Primary Function and Application: Trendyol LLM, an autoregressive language model, is primarily designed to predict the next token in a text string. While often used for various applications, it is important to note that it has not undergone extensive real-world application testing. Its effectiveness and reliability across diverse scenarios remain largely unverified.
Language Comprehension and Generation: The model is primarily trained in standard English and Turkish. Its performance in understanding and generating slang, informal language, or other languages may be limited, leading to potential errors or misinterpretations.
Generation of False Information: Users should be aware that Trendyol LLM may produce inaccurate or misleading information. Outputs should be considered as starting points or suggestions rather than definitive answers.

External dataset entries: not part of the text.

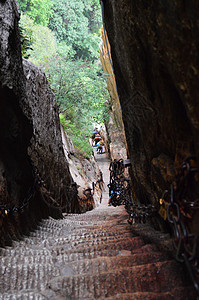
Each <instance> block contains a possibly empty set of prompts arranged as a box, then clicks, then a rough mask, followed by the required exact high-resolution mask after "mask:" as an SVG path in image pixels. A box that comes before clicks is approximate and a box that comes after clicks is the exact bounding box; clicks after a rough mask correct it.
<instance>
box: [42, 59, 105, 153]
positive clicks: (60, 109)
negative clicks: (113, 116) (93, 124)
mask: <svg viewBox="0 0 199 300" xmlns="http://www.w3.org/2000/svg"><path fill="white" fill-rule="evenodd" d="M42 67H43V69H44V70H45V72H46V74H47V76H48V80H49V82H50V84H51V87H52V89H53V91H54V93H55V96H56V99H57V102H58V105H59V108H60V112H61V113H62V115H61V116H62V124H64V125H65V128H67V132H68V133H69V135H70V136H71V138H72V141H73V143H74V145H75V146H76V148H77V149H79V150H80V152H81V153H82V154H84V155H85V156H87V157H89V155H90V154H91V148H90V144H89V139H88V137H89V136H90V135H91V131H92V129H93V123H102V122H103V120H104V110H105V108H106V106H105V105H104V102H105V100H107V99H108V98H109V96H108V92H107V88H106V85H105V80H104V76H103V74H102V70H101V67H100V65H99V64H97V63H92V62H85V61H83V60H78V61H64V60H62V59H61V58H60V57H54V58H52V59H51V60H50V62H49V61H48V62H46V63H44V64H43V66H42ZM63 119H64V121H63Z"/></svg>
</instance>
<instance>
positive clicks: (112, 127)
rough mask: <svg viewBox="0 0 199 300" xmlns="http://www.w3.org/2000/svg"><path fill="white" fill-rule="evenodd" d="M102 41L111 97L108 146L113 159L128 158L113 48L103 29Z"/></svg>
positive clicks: (106, 78)
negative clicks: (115, 68) (112, 66)
mask: <svg viewBox="0 0 199 300" xmlns="http://www.w3.org/2000/svg"><path fill="white" fill-rule="evenodd" d="M101 33H102V41H101V43H100V60H101V63H102V67H103V70H104V72H105V74H107V75H106V77H107V78H106V82H107V87H108V91H109V94H110V97H111V109H110V118H109V120H108V122H106V131H107V133H108V147H109V151H110V156H111V159H112V160H113V159H120V158H122V159H126V158H127V150H126V148H127V145H126V139H125V133H124V124H123V120H122V113H121V106H120V101H119V98H118V93H117V87H116V82H115V75H114V73H113V68H112V59H111V49H110V44H109V41H108V38H107V37H106V38H105V36H104V30H103V29H101Z"/></svg>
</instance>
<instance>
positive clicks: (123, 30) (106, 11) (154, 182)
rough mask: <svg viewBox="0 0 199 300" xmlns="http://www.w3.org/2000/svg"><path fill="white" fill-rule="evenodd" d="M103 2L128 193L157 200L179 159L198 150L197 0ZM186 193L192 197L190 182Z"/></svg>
mask: <svg viewBox="0 0 199 300" xmlns="http://www.w3.org/2000/svg"><path fill="white" fill-rule="evenodd" d="M103 3H104V12H105V24H106V30H107V33H108V38H109V42H110V45H111V55H112V59H113V65H114V71H115V75H116V82H117V87H118V93H119V97H120V103H121V108H122V114H123V121H124V127H125V133H126V138H127V144H128V149H129V155H130V158H131V162H132V182H133V189H134V198H135V199H136V200H137V201H142V202H149V201H150V202H154V199H155V200H156V201H158V198H160V197H161V194H162V192H163V191H164V190H165V189H166V188H168V187H169V184H170V183H171V182H172V181H173V180H174V178H175V174H176V170H178V168H179V167H180V166H181V164H182V161H183V159H184V158H185V157H186V156H187V155H189V154H194V155H196V156H197V158H199V147H198V143H199V125H198V124H199V102H198V80H199V64H198V39H199V35H198V17H199V4H198V3H196V1H184V2H182V1H178V0H175V1H172V2H171V1H169V0H168V1H159V2H157V1H144V0H142V1H139V2H137V1H130V0H119V1H118V0H117V1H116V0H113V1H112V0H111V1H110V0H106V1H103ZM168 165H170V167H169V173H167V174H166V176H165V170H164V169H165V166H168ZM196 186H198V183H197V184H196ZM191 198H192V199H190V198H189V200H194V199H196V198H198V188H197V187H195V194H194V195H192V196H191Z"/></svg>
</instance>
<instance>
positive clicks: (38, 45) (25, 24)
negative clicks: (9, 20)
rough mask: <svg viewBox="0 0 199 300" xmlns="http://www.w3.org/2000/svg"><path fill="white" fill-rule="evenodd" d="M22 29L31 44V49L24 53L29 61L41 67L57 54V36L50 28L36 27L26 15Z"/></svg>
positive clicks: (24, 35) (28, 49) (44, 27)
mask: <svg viewBox="0 0 199 300" xmlns="http://www.w3.org/2000/svg"><path fill="white" fill-rule="evenodd" d="M20 27H21V28H23V36H24V37H26V40H27V41H29V43H30V44H31V47H29V48H28V49H27V50H26V51H25V53H24V54H25V55H26V57H28V58H29V60H31V61H32V62H34V63H35V64H37V65H39V64H41V62H42V61H44V60H46V59H48V58H50V57H52V56H53V55H55V54H56V52H57V43H56V40H55V35H54V33H53V32H52V31H51V30H50V29H49V28H47V27H45V26H42V25H35V24H34V21H33V20H32V19H31V18H30V17H29V16H27V15H25V14H22V16H21V20H20ZM22 49H23V48H22ZM22 54H23V53H22ZM25 55H24V57H25Z"/></svg>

Risks and Ethical Considerations

Potential for Harmful Use: There is a risk that Trendyol LLM could be used to generate offensive or harmful language. We strongly discourage its use for any such purposes and emphasize the need for application-specific safety and fairness evaluations before deployment.
Unintended Content and Bias: The model was trained on a large corpus of text data, which was not explicitly checked for offensive content or existing biases. Consequently, it may inadvertently produce content that reflects these biases or inaccuracies.
Toxicity: Despite efforts to select appropriate training data, the model is capable of generating harmful content, especially when prompted explicitly. We encourage the open-source community to engage in developing strategies to minimize such risks.

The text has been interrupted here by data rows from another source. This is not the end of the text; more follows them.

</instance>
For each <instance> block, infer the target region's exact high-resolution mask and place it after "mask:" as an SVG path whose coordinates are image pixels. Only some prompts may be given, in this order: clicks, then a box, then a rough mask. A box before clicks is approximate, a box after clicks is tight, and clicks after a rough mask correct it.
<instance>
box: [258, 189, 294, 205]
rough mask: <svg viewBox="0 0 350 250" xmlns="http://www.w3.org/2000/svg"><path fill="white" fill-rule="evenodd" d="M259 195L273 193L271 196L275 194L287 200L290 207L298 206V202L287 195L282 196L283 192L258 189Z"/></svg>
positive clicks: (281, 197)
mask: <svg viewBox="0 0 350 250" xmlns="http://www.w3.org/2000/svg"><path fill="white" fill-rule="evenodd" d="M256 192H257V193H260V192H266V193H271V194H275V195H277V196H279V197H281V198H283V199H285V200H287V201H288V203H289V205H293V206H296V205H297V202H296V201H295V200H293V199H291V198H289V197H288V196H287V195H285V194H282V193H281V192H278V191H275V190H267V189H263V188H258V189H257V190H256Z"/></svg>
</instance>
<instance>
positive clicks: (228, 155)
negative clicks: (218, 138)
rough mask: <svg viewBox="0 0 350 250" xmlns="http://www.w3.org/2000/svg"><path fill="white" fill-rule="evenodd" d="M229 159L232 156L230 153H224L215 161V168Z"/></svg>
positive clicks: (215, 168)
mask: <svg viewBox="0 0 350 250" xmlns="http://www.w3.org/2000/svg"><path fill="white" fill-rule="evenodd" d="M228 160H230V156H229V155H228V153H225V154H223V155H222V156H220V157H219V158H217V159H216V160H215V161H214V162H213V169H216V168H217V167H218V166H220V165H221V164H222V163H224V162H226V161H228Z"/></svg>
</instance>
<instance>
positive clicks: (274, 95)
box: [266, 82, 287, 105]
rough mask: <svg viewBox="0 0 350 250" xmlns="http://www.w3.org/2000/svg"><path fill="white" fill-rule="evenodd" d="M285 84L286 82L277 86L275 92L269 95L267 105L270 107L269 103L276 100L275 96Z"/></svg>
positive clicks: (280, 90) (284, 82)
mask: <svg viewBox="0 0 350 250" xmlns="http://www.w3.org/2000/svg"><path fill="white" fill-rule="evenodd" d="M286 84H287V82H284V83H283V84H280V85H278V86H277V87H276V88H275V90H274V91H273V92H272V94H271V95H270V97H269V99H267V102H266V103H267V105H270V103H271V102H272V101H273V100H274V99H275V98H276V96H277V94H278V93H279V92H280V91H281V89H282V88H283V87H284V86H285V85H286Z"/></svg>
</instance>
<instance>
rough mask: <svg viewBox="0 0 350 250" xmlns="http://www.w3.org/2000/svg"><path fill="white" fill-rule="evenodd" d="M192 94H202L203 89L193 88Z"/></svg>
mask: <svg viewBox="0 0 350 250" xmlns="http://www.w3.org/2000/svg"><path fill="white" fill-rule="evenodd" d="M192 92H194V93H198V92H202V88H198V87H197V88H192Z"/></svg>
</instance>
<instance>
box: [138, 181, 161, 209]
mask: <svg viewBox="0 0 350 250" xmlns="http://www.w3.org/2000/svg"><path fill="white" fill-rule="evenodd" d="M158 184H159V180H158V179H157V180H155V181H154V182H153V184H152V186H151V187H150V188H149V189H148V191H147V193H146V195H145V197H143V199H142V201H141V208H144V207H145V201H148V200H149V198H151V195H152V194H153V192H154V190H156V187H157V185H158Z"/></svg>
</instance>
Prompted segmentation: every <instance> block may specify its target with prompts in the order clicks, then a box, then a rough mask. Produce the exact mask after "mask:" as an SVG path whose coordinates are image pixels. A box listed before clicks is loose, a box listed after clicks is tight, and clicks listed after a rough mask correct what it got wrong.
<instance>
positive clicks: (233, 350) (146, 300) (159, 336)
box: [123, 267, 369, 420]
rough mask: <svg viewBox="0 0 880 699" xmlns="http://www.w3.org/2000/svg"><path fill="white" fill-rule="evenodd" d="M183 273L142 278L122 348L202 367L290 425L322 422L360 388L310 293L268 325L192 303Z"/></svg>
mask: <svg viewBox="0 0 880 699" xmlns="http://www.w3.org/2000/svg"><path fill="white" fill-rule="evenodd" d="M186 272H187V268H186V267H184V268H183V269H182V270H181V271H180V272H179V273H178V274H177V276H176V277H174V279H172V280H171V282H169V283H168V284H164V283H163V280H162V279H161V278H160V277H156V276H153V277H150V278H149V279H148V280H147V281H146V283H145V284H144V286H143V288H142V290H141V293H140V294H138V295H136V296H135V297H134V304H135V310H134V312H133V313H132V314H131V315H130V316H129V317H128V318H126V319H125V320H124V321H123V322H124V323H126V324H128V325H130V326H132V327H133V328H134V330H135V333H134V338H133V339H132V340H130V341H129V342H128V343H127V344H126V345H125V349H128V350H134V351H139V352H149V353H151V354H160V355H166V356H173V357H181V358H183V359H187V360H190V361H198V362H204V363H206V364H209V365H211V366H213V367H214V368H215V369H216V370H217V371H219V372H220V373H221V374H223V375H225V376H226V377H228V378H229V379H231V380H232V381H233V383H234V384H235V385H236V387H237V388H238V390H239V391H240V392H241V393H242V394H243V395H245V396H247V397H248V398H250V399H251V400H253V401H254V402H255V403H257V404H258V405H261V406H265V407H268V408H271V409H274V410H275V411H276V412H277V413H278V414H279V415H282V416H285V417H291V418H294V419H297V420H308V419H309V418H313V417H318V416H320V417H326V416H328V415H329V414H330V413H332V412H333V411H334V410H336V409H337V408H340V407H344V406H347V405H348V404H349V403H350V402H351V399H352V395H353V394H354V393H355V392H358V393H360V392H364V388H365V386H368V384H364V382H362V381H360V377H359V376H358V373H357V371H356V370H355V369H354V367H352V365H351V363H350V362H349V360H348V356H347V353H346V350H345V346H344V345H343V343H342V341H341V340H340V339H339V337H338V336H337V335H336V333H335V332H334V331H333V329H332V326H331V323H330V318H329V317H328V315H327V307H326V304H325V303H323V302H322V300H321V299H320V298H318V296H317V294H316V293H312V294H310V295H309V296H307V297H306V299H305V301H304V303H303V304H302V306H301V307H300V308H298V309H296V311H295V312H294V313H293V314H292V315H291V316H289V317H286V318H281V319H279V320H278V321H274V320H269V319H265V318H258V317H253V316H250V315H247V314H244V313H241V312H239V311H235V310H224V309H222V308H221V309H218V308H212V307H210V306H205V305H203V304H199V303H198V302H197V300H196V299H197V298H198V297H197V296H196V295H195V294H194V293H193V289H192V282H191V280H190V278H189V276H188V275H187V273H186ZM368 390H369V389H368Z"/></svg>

Recommendations for Safe and Ethical Usage

Human Oversight: We recommend incorporating a human curation layer or using filters to manage and improve the quality of outputs, especially in public-facing applications. This approach can help mitigate the risk of generating objectionable content unexpectedly.
Application-Specific Testing: Developers intending to use Trendyol LLM should conduct thorough safety testing and optimization tailored to their specific applications. This is crucial, as the model’s responses can be unpredictable and may occasionally be biased, inaccurate, or offensive.
Responsible Development and Deployment: It is the responsibility of developers and users of Trendyol LLM to ensure its ethical and safe application. We urge users to be mindful of the model's limitations and to employ appropriate safeguards to prevent misuse or harmful consequences.